A language belongs to the race as denoted by the people, not the country as defined by a land mass, reasoned Razali.
“It does not have to be so taboo to say it belongs to the Melayu because the language belongs to the bangsa of the country – in this case, the Malays.
He pointed to Indonesians and Thais as examples, whose Chinese were not ethnically identifiable by their names and who spoke Bahasa Indonesia or Thai as their language of first choice.
But before we can reach that point, the Chinese and Indians already fear they have to compromise their roots, he said. “There is no sense of pride in being Malaysian.”
“Nation building will not work if only the Malays work towards it. Our future is intertwined.”
Razali’s views were typical of a Johorean Malay “cocooned in his Malay milieu,” said the former Speaker of the Kelantan Legislative Assembly Datuk Wan Rahim Wan Abdullah, now the PAS MP for Kota Baru.

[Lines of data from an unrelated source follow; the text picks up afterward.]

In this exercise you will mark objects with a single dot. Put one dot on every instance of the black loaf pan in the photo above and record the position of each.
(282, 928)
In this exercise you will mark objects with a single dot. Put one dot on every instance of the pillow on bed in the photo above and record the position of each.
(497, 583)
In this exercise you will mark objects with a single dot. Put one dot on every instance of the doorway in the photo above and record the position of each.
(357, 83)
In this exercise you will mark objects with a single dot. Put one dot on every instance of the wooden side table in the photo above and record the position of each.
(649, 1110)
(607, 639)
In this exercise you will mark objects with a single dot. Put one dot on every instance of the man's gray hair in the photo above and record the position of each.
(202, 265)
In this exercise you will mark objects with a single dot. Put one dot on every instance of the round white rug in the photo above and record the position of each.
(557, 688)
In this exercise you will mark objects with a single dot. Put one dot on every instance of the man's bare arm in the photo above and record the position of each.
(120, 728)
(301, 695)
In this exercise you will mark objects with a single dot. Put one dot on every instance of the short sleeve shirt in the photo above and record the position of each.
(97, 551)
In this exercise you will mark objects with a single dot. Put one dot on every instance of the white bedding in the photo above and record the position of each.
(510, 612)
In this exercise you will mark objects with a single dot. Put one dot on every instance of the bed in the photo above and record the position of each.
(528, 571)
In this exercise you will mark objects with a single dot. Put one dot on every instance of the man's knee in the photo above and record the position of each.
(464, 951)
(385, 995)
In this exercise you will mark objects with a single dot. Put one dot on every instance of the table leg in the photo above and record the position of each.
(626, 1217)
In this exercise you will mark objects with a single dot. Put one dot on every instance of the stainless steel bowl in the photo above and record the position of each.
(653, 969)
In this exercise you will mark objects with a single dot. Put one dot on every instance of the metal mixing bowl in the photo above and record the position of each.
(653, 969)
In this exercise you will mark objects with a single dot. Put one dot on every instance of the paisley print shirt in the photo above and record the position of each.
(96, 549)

“The first 50 years are over. Umno must have the courage to admit that the playing field has changed,” he said.
“People are educated. In another 10 years, the pre-Merdeka generation will all be over 60 years old.”

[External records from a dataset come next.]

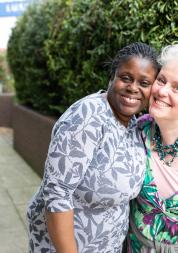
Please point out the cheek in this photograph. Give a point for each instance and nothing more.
(147, 93)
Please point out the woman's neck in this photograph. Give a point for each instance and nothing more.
(169, 132)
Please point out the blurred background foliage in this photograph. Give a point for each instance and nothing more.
(60, 50)
(6, 78)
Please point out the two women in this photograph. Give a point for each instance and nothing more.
(95, 164)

They will not be showing respect to Umno en masse, he pointed out.
It was in that light that at the Congress, Prof Datuk Dr Zainal Kling of the Sultan Idris Teachers’ Training University warned Malays not to be complacent about ketuanan Melayu just because the Prime Minister and most mentris besar were Malay.
“Our culture is to surrender leadership to one person, and if he turns out to be weak, all would fall with him.”
What in fact constitutes a Melayu?
Genetically, it would be almost impossible to define one as the Malays are such a mixed lot.
The late National Laureate Datuk Usman Awang described the origins of Malays as covering the swathe of Indonesian islands from Sulawesi to Aceh, on the peninsula from Jakun to Sakai, and eastwards to Pakistan and Arab.
The Constitution distils the definition to one who is born to a Malaysian citizen who professes to be a Muslim, habitually speaks the Malay language, adheres to Malay customs and is domiciled in Malaysia or Singapore.
All of Malaysia’s first four prime ministers were not of 100% Malay stock: Tunku Abdul Rahman’s mother was a Thai princess; Tun Abdul Razak traced his lineage to Bugis seafarers of Sulawesi; Tun Hussein Onn was of Turkish descent; and Tun Dr Mahathir Mohamad admitted to “having Indian blood flowing through my veins”.
Yet they were all Malay and as leaders of the country’s largest Malay political party, Umno, also represented the Malay polity. As Mahathir added: “No Malay is pure.”
In fact, in social studies classes, children are taught that the Malays who settled in the coastal areas, pushing the orang asli inland and uphill, descended from Yunnan, in south China.
The values Malays hold most dear are, in no particular order: Islam, sultans, land, customs and language.
But it is a language that has borrowed heavily from Sanskrit and Arabic, with a smattering of everyday words from the rest of the South-East Asian archipelago.
This debate over Malay supremacy is then ironic in that as a people, the Malays are very much linked to the Chinese and Indian civilisations of old, as former deputy prime minister Tun Musa Hitam himself once observed.
So in battling for Malay supremacy, are its champions defending a concept whose origins are blurred in the annals of history? And are those pushing for a Malaysian identity also mired in the same misconception that the country only began post-Merdeka? Perhaps there is no big deal to the debate after all – as long as one is comfortable in one’s own skin (Suhaini Aznam).